The reforms, which would have removed the levy on insurance and replaced it with a property-based levy, were announced in December 2015.
But in May last year, just one month before the new system was due to come in, the NSW Government pulled out of the plan, causing massive confusion in the state’s insurance market.
Many insurers had already removed the levy from their calculations and were forced to reinstate it. The Insurance Council of Australia estimates the cost to the industry was about $40 million.
The NSW parliamentary Legal Affairs Committee, which held an inquiry to consider the impact of the abandoned reform and what should happen next, published its report today.
“The committee has found the NSW Government’s failed implementation of [the reform] was a poor public policy decision, undertaken without adequate understanding of the complexities of the issue or the impacts of the proposed reforms,” committee Chairman Robert Borsak said.
“Additionally, we found that the Government’s failed implementation and late deferral of [the reform] has caused significant and avoidable costs to local government and the insurance industry.
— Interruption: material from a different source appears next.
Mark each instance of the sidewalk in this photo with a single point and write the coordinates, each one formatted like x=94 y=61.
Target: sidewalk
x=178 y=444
“It is unclear why the NSW Government chose to pursue [the reform] in its 2017 form when it was clearly not going to meet its policy objectives.
“It was an unnecessary waste of millions of dollars which could have been used to fund hospitals, schools, or fire and emergency services.”
The report says the Coalition government made it clear the reform program in its previous form is “dead, buried and cremated”, but it expects to reintroduce a property-based levy if re-elected next year.
The report makes six recommendations about how the Government should proceed, saying more options should be considered and better consultation carried out.
It also says that the role of Emergency Services Levy Insurance Monitor Allan Fels should be extended beyond June 2020 if the reforms proceed.
“The committee acknowledges that if the current ESL is removed from insurance premiums there is no guarantee that the premiums will reduce accordingly,” the report says.
ICA told insuranceNEWS.com.au the reform of the levy must progress, pointing to the fact that “every other state and territory” has done so already.
“This is a regressive and unfair tax on households and small businesses that do the right thing by insuring their assets,” spokesman Campbell Fuller said. “The setback in NSW should not see the levy remain indefinitely.”
ICA says the levy, GST and insurance stamp duties mean NSW residents insuring their home and contents are paying about 45% tax.
“This is blatantly unfair,” Mr Fuller says.
“ICA urges the government and the Labor opposition to reconsider the removal of the levy and find a better method.”